What is being challenged is nothing less than the most basic premise of the politics of the centre ground: that you can have free market economics and a democratic socialist welfare system at the same time. The magic formula in which the wealth produced by the market economy is redistributed by the state – from those who produce it to those whom the government believes deserve it – has gone bust. The crash of 2008 exposed a devastating truth that went much deeper than the discovery of a generation of delinquent bankers, or a transitory property bubble. It has become apparent to anyone with a grip on economic reality that free markets simply cannot produce enough wealth to support the sort of universal entitlement programmes which the populations of democratic countries have been led to expect. The fantasy may be sustained for a while by the relentless production of phoney money to fund benefits and job-creation projects, until the economy is turned into a meaningless internal recycling mechanism in the style of the old Soviet Union.
Or else democratically elected governments can be replaced by puppet austerity regimes which are free to ignore the protests of the populace when they are deprived of their promised entitlements. You can, in other words, decide to debauch the currency which underwrites the market economy, or you can dispense with democracy. Both of these possible solutions are currently being tried in the European Union, whose leaders are reduced to talking sinister gibberish in order to evade the obvious conclusion: the myth of a democratic socialist society funded by capitalism is finished. This is the defining political problem of the early 21st century.
As the Democratic Convention gets under way in Charlotte, this is the key question, one which will not get a proper answer there and got a more fulfilling (but not entirely) one at the Republican gathering last week.

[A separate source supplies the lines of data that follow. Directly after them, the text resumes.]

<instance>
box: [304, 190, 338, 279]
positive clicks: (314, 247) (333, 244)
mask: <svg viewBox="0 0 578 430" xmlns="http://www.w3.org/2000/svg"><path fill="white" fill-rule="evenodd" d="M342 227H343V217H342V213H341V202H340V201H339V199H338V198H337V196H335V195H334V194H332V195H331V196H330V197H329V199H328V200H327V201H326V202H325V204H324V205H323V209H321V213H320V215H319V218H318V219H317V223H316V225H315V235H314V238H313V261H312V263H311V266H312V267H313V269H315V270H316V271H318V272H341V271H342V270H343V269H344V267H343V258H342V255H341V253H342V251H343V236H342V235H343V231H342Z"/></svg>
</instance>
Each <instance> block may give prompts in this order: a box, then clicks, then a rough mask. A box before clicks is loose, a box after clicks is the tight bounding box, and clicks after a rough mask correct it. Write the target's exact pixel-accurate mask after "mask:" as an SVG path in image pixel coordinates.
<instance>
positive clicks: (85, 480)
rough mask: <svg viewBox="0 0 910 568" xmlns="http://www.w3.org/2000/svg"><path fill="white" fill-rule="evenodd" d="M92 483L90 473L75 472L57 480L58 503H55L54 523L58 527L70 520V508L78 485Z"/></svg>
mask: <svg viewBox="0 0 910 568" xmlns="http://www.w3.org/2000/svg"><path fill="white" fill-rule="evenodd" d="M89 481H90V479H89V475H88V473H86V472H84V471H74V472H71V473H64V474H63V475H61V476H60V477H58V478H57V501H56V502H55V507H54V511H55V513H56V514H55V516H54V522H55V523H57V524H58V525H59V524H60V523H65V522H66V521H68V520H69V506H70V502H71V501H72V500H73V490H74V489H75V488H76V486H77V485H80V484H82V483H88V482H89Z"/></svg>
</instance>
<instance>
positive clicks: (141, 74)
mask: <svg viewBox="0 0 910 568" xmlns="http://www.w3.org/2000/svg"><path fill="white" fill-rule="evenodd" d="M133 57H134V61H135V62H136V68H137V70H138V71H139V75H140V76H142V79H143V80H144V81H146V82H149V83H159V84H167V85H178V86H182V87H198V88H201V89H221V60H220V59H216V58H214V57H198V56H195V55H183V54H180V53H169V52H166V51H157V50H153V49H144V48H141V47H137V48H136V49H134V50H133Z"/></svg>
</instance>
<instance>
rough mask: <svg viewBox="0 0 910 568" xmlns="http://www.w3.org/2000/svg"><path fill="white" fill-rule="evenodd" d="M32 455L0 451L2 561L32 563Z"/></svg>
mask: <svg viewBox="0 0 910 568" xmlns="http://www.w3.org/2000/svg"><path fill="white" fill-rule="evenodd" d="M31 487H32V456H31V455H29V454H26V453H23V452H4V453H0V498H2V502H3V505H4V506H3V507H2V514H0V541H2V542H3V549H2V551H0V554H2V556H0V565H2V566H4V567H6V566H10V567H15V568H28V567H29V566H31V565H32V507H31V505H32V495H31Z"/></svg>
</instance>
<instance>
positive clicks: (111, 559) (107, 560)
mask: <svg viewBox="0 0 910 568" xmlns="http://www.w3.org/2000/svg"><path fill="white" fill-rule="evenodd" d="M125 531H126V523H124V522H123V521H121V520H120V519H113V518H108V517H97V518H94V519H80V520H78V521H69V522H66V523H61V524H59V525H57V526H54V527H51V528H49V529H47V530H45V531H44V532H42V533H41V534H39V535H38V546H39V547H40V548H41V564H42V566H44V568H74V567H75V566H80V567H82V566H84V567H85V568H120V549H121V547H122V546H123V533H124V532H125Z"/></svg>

Most liberals believe that we have a “moral” obligation to create and finance an extensive social net. Partly because of upbringing and partly because of the 1960’s, I’m soured on the concept of “liberal morality”. That being so, the key problem here is this: there can be no welfare state of any kind without a productive sector supporting it. If you kill the productive sector through disincentives such as high taxation and unreasonable regulation, the social net will become unaffordable and go with it. That’s what’s being faced on both sides of the Atlantic.
In the days of the New Deal and the Beveridge Commission, expectations were relatively low, demographics for a productive workforce were stronger and politicians were practical enough to understand that a balance had to be struck. (Well, most of the time…) So the social nets started out as affordable. Now we have electorates with unrealistic expectations and more elderly demographics, and between the two we have passed the critical point of affordability. Thus the entire social model in the West is in serious trouble.
One time I read an interview with Willem Drees, the architect of the Dutch social net. He said that the social welfare system was set up for those who really needed help and not just to put every high school drop-out on the dole. In the years after World War II the Dutch managed to put together a booming economy and a social safety net in this way:
Drees was closely tied to the years in which the Netherlands was recovering from World War II. The economy had to be kick-started and everyone had to lend a hand. The emphasis was placed on cooperation rather than conflict. Employees agreed to low wages to achieve a competitive position for the Netherlands in respect of other countries. This meant that most people had to postpone buying a car or a television set. In politics, cooperation was the top priority, even though polarisation was ingrained in Dutch society during those years and most of the Dutch lived their lives within their own small social circle. Catholic boys joined a Catholic football club, socialists joined a socialist hiking association.
Drees himself was personally thrifty and austere, and that was reflected in his policies. Today’s Boomers are anything but, which is why they’ve spent their way through the last decade and into this one.
The Christian Church had the same issues in New Testament times. It rose to the occasion and created its own safety net in a society which tended to throw away people (literally, in the case of exposure.) So a balance had to be struck here as well:
For you know well that you ought to follow our example. When we were with you, our life was not ill-ordered, Nor did we eat any one’s bread without paying for it. Night and day, labouring and toiling, we used to work at our trades, so as not to be a burden upon any of you. This was not because we had not a right to receive support, but our object was to give you a pattern for you to copy. Indeed, when we were with you, what we urged upon you was– ‘If a man does not choose to work, then he shall not eat.’ We hear that there are among you people who are living ill- ordered lives, and who, instead of attending to their own business, are mere busy-bodies. All such people we urge, and entreat, in the name of the Lord Jesus Christ, to attend quietly to their business, and earn their own living. (2 Thessalonians 3:7-12)
How we plan to discuss this need for sense in a political system lacking in it remains to be seen. But papering over the productivity issue–which we will see a lot of in Charlotte this week–isn’t the answer.